Graves' ophthalmopathy: state of the art and perspectives

Abstract

Graves' ophthalmopathy (GO) is an autoimmune orbital disorder most commonly associated with Graves' disease. Recent studies have underscored the role that orbital cells, particularly fibroblasts and adipocytes, play in causing the increase in orbital content responsible for clinical manifestations of the disease. GO seems to be related to autoimmune reactions triggered by autoreactive T lymphocytes of thyroid origin, which recognize antigen(s) shared by thyroid and orbit. The nature of the antigen (or antigens) involved is not fully understood, but TSH receptor is likely to be involved. Cytokines secreted by T lymphocytes, macrophages and fibroblasts play an essential role in perpetuating the disease. Animal models of GO have been developed, but results have not clarified GO pathogenesis yet.
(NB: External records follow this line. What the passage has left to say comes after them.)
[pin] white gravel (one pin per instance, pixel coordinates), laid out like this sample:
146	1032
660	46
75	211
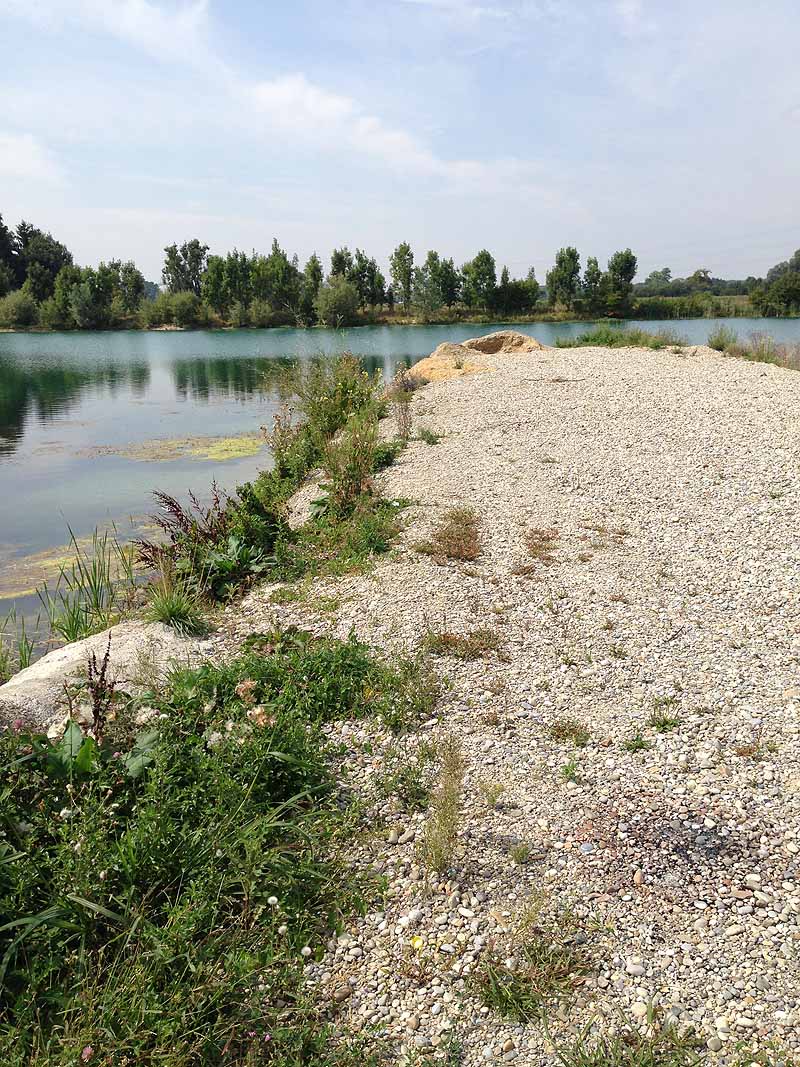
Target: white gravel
672	481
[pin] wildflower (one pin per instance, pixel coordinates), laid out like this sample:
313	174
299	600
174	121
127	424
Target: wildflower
259	716
245	690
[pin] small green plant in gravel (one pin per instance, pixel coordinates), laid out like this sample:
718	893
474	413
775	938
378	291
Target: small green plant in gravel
722	337
473	646
636	744
438	839
570	771
564	729
634	1046
429	436
16	646
491	792
543	968
457	536
385	454
174	875
177	603
406	777
661	722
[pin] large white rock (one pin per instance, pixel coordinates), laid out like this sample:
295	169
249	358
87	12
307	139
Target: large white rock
36	695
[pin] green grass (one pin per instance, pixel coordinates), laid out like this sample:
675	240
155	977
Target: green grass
661	722
326	546
565	729
437	843
543	970
456	536
570	773
429	436
636	744
156	889
633	1046
618	336
177	604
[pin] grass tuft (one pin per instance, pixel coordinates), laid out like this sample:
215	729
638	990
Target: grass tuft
474	646
565	729
457	536
437	843
175	602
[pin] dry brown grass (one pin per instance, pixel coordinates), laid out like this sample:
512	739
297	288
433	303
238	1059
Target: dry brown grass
437	843
457	536
474	646
540	543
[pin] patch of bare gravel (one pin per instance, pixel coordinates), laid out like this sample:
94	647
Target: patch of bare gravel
671	481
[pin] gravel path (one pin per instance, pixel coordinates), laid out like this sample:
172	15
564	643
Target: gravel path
669	857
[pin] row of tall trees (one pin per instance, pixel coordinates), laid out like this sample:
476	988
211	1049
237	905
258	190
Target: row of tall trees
40	283
595	291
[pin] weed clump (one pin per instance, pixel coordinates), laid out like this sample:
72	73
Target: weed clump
177	603
565	729
177	875
633	1046
457	536
474	646
542	966
441	832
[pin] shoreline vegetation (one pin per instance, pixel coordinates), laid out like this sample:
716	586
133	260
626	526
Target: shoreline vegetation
209	553
181	854
42	288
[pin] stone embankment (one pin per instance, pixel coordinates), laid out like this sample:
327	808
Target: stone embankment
632	732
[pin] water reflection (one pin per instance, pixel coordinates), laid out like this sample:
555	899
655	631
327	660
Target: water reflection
238	378
49	392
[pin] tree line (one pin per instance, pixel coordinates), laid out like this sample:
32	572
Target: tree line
41	285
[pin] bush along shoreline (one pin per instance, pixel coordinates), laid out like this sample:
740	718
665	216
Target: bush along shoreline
166	861
180	863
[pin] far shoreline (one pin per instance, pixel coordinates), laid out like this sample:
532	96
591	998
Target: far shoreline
404	321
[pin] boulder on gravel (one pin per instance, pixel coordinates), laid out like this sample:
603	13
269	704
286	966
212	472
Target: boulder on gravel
36	695
454	361
502	340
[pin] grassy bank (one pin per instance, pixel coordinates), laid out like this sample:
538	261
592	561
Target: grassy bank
164	875
758	348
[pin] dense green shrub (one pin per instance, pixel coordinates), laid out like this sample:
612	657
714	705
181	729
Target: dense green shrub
185	308
337	302
18	308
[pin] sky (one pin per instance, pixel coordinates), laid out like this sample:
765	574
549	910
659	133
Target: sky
668	126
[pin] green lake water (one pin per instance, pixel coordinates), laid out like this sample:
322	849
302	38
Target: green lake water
69	401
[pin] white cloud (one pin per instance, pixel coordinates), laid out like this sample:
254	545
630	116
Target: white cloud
22	156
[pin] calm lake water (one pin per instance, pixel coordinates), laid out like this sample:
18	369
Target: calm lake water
68	400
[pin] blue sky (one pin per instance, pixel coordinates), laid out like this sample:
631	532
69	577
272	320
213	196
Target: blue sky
669	126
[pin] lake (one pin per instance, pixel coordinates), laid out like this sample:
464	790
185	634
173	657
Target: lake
77	408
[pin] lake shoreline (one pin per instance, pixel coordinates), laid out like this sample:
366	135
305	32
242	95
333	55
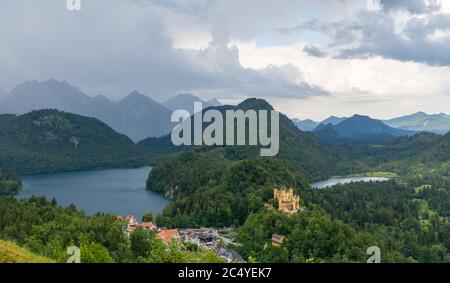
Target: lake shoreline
325	184
112	191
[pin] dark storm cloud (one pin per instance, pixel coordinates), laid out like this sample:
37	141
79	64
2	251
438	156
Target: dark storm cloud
375	33
114	47
412	6
314	51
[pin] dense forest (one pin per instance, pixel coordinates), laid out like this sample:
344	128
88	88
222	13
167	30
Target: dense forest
53	141
10	183
47	230
408	218
209	190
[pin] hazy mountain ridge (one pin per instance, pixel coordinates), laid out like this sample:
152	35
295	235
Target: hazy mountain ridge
52	141
307	125
137	115
420	121
186	101
358	128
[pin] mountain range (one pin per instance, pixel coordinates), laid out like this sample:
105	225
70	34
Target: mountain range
358	129
137	115
44	141
417	122
420	121
186	101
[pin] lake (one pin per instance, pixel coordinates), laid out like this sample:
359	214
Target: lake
115	191
339	181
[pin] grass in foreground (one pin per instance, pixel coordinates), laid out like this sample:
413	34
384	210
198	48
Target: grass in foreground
12	253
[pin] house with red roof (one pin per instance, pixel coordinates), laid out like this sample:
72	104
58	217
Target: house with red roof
148	226
168	235
132	223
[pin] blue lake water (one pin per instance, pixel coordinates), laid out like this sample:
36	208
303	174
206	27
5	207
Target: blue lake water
339	181
115	191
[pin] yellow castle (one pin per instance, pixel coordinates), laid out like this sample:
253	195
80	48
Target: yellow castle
288	202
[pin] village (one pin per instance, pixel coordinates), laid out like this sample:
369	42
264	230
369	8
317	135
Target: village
213	238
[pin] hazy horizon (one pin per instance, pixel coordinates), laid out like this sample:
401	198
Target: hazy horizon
309	59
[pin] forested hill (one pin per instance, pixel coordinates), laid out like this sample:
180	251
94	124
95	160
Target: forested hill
50	140
301	149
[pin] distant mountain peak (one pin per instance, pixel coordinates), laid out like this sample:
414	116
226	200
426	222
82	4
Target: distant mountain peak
255	103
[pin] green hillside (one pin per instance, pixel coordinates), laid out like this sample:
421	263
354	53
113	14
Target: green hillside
49	140
301	149
12	253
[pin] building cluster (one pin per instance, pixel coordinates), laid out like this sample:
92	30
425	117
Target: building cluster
288	202
166	235
207	238
210	238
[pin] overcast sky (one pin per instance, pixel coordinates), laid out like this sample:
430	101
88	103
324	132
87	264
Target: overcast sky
310	59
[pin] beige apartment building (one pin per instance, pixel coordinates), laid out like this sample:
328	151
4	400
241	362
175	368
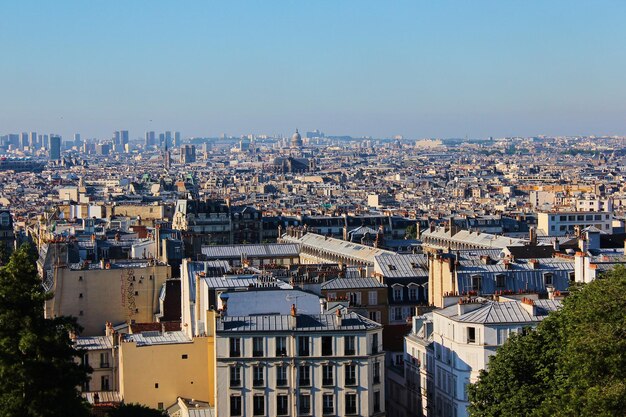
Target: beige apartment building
96	293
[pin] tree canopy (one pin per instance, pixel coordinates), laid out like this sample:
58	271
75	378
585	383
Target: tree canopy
38	372
573	363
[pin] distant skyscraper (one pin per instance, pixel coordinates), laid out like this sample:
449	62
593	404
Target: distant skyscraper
187	154
123	137
55	147
23	140
32	140
150	139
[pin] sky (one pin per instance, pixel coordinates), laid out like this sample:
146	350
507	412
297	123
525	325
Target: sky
378	68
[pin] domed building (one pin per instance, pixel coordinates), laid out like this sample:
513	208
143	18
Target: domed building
296	140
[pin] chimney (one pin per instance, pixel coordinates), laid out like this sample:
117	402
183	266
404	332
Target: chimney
466	305
338	318
529	306
533	236
109	329
293	317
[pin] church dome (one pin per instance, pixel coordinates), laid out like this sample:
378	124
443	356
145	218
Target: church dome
296	140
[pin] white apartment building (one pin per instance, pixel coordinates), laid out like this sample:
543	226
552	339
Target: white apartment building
447	348
562	223
298	364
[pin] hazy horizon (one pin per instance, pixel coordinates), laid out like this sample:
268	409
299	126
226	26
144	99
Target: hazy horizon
417	69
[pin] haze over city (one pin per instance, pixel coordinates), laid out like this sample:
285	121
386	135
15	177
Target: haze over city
418	69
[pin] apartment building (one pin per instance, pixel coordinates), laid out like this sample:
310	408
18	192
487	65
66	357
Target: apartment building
562	223
447	348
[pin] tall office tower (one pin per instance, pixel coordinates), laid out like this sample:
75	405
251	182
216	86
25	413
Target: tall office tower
124	137
23	140
187	154
150	139
32	140
55	147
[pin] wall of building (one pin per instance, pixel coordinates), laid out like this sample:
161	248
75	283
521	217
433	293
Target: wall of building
156	375
95	296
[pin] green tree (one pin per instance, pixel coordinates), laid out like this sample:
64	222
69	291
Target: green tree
38	373
573	364
135	410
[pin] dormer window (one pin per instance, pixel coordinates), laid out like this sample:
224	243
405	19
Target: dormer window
548	279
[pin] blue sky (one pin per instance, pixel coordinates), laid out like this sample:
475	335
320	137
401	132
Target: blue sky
381	68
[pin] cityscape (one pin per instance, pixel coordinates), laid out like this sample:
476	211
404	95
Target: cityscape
310	267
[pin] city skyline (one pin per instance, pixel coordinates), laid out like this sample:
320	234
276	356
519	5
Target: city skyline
449	69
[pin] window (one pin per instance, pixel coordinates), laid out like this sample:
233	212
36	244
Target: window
375	316
235	347
500	280
104	383
235	376
471	335
376	372
397	313
350	403
355	298
258	405
328	404
476	282
257	346
374	343
305	404
282	405
548	279
304	375
327	345
350	374
257	375
303	346
104	360
328	375
372	298
281	346
349	345
397	293
376	401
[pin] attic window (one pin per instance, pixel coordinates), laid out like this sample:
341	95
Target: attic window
548	279
500	280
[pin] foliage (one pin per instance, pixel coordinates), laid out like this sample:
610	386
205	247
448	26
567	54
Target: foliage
572	364
38	372
135	410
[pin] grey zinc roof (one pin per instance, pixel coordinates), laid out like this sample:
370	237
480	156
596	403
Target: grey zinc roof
351	283
304	323
402	266
253	251
502	312
270	301
157	338
93	342
340	247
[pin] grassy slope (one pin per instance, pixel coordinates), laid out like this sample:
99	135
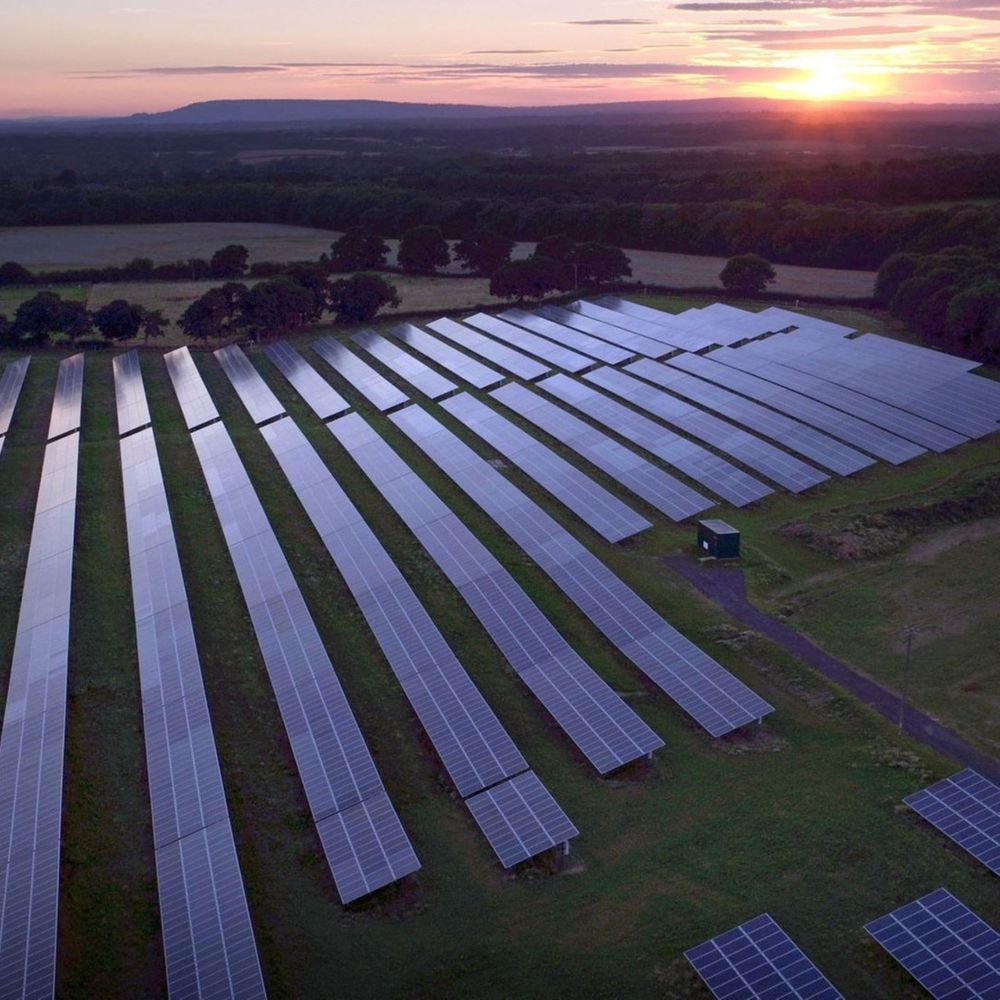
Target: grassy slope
804	823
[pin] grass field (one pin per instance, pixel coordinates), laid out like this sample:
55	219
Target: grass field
48	247
801	819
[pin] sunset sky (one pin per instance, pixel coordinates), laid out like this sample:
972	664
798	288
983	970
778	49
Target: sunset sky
65	57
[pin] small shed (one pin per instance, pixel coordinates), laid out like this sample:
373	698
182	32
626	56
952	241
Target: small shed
718	539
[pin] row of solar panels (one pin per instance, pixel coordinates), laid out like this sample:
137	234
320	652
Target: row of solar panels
34	721
949	950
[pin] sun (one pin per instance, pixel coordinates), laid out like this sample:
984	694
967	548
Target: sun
827	80
826	77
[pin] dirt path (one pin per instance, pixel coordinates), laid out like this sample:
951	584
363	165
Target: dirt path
724	586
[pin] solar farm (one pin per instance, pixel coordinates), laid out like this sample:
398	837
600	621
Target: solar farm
352	666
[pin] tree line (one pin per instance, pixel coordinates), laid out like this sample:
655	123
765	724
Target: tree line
850	234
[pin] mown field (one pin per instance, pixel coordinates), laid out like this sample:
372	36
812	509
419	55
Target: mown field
801	819
50	247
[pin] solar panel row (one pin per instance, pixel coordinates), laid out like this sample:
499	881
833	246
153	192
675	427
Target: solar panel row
950	951
254	392
404	365
845	426
208	939
365	848
625	339
67	406
874	411
966	808
196	404
699	464
504	357
631	470
379	391
663	329
545	350
604	728
702	687
470	741
583	343
759	961
593	504
800	438
318	394
748	449
34	721
130	396
461	365
10	389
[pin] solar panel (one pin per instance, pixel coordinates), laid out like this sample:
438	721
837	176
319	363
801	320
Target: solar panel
883	415
631	470
701	465
318	394
663	330
130	395
837	423
950	951
404	365
461	365
334	763
759	961
68	403
33	736
520	819
470	741
625	339
195	402
584	343
601	510
208	937
10	389
604	728
539	347
255	394
714	697
504	357
800	438
748	449
380	392
966	808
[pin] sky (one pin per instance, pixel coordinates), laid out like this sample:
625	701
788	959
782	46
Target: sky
65	57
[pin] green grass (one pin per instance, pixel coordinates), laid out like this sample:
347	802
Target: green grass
802	821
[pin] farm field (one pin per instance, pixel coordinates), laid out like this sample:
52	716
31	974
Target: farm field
801	818
48	247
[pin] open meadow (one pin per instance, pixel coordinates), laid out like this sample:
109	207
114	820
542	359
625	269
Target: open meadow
801	818
50	247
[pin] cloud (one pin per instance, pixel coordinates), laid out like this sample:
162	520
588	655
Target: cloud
810	34
618	21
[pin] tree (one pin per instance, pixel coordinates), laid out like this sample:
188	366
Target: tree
229	261
358	250
556	247
532	278
747	273
359	298
153	325
12	273
119	319
208	316
422	250
276	306
483	252
39	317
597	264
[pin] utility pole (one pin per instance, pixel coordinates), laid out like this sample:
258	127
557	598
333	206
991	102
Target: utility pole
909	631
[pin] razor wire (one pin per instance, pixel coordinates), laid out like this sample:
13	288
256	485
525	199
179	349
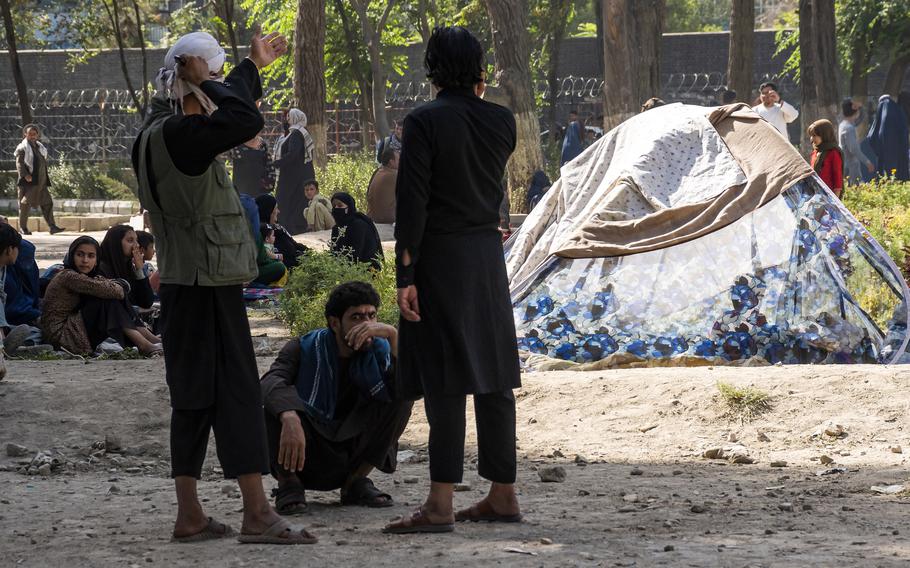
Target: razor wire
98	125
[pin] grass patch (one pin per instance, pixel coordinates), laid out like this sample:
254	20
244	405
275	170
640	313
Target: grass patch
743	402
302	305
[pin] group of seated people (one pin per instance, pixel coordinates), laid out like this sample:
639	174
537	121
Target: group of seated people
101	292
354	234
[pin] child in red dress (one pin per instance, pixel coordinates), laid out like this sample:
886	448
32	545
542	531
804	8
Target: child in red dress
827	158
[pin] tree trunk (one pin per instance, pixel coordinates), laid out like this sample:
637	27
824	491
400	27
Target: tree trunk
827	66
509	26
363	83
599	26
113	14
557	15
141	40
372	36
896	72
807	70
227	7
631	56
859	79
818	64
309	72
25	110
739	62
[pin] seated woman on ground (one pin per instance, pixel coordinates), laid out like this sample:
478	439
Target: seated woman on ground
285	245
318	213
146	242
121	257
354	234
83	308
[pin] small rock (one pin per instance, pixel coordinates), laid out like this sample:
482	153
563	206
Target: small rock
112	443
16	451
833	429
552	474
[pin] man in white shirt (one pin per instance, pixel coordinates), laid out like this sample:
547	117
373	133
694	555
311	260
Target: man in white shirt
773	109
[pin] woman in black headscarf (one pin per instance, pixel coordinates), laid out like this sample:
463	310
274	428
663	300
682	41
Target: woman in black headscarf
121	257
354	234
268	215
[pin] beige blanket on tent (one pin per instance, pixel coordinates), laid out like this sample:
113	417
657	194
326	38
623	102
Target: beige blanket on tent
634	211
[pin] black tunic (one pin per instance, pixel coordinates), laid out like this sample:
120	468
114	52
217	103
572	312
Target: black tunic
293	171
453	157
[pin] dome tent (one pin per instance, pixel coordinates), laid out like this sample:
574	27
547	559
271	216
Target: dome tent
693	236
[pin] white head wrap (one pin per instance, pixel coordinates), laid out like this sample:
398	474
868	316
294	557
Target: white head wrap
200	44
297	121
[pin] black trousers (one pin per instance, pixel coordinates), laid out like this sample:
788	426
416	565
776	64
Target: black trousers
495	418
213	380
329	463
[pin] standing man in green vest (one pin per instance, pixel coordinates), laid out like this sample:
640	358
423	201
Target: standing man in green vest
206	253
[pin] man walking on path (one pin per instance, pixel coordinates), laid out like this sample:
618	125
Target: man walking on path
31	165
775	110
457	335
206	252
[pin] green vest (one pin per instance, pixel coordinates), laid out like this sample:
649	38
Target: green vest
201	232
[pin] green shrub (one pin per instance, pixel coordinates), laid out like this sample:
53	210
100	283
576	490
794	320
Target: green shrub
743	402
302	305
350	173
883	206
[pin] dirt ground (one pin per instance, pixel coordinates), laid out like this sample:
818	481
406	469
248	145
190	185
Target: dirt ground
637	491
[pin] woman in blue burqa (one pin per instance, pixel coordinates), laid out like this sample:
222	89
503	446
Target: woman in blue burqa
888	137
Progress in the management of the ophthalmopathy has been very limited, and glucocorticoids, orbital radiotherapy and orbital decompression remain the mainstays in GO treatment. Novel treatments, such as somatostatin analogues, antioxidants, cytokine antagonists are currently under investigation, as well as the effects of total thyroid ablation. Cessation of smoking currently represents the only form of GO (secondary and tertiary) prevention.